If you have a deficit budget, you and the group leadership team in conjunction with the group executive committee will have to decide whether to scale down the activities or whether more fundraising is realistic. You should not balance the budget by writing in ‘other fundraising’ unless you genuinely believe you can raise the money. It is far better to start the year with a realistic budget and plan of activities. If you manage to raise more than you first expected, you can always increase your activities during the year. But if you start the year spending unrealistically, you will soon be in trouble.
The budget must be formally approved by the group executive committee. If the committee suggests only minor changes to the draft budget, the meeting can approve it there and then. But if the committee ask for lots of minor changes or a really major one, you may need to rewrite the budget and take it to a later meeting for approval. The budget which you finally approve must balance.
Using the budget
Review your finances at least every quarter. This should show the actual income and expenditure to date, including unpaid bills, and compare those figures with the budget. This will help you assess whether your finances for the year are on track.
If there is a major difference between the budget and the actual figures, you may need to adjust your plans. For example, if income is much lower than forecast, you should consider where to make savings; if some costly activities have not taken place, you will have money available to spend elsewhere.
You should only alter the budget during the year to take account of major differences. And remember: this can only be done by a meeting of the group executive committee.
If you are applying for funding for your section as a whole, you can send a copy of the annual budget to the funder.
In the case of a specific project, the costs of the project will be included in your annual budget expenditure but the funder may ask for a project budget only. Most project funders will ask for your group’s overall budget in order to satisfy themselves that you are able to run the project. They will want to see that you have a clear plan of activities and a balanced budget.
It is very important to show clearly in your overall budget which costs will be met by a grant for a project, and which by general income. Remember that if you receive funding for a specific project, you will be able to use the grant to pay only for the costs of the project itself. You will not be able to use the money for the general costs of your section or for another project. This is also true of a grant for capital equipment.
Think carefully about what you will actually have to do to run the project and include these costs in the budget. If you do not claim them in the grant, you will end up subsidising the project out of your general funds – this will force you to cut back other planned activities.

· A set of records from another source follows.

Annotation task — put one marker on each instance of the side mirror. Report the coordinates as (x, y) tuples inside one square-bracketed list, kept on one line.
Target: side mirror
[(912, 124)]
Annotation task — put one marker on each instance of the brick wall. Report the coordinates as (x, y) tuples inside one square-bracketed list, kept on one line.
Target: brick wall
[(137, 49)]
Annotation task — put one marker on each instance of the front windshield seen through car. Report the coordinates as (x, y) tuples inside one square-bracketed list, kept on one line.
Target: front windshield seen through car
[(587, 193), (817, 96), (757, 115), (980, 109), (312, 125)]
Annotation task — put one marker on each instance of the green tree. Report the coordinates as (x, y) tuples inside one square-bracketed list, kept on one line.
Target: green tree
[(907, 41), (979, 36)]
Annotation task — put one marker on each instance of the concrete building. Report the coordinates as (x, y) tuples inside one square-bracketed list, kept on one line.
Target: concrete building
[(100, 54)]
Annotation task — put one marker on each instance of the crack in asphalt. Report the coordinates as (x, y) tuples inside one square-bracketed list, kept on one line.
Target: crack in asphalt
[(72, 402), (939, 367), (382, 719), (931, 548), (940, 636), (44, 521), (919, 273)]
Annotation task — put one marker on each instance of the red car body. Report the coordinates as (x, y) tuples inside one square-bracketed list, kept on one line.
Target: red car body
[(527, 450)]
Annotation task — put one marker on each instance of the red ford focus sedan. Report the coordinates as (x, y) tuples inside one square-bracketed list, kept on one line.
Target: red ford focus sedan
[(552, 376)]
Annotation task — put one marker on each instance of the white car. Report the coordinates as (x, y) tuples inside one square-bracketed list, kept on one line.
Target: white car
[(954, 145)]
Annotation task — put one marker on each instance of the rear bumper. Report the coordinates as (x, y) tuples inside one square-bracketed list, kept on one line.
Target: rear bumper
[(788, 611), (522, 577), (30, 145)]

Checking that the grant matches your budget:
- The grant award letter or ‘conditions of grant’ form from the funder will spell out what the money is to be used for
- If you have been awarded the full amount, the grant is most likely to pay for the project as described in your application; but always check the details
- If the grant is less than you applied for, check what the grant covers and amend your overall budget at the next project meeting, if necessary
- If the funder gives grants only to registered charities, grants for projects or capital equipment will be classed as restricted funding.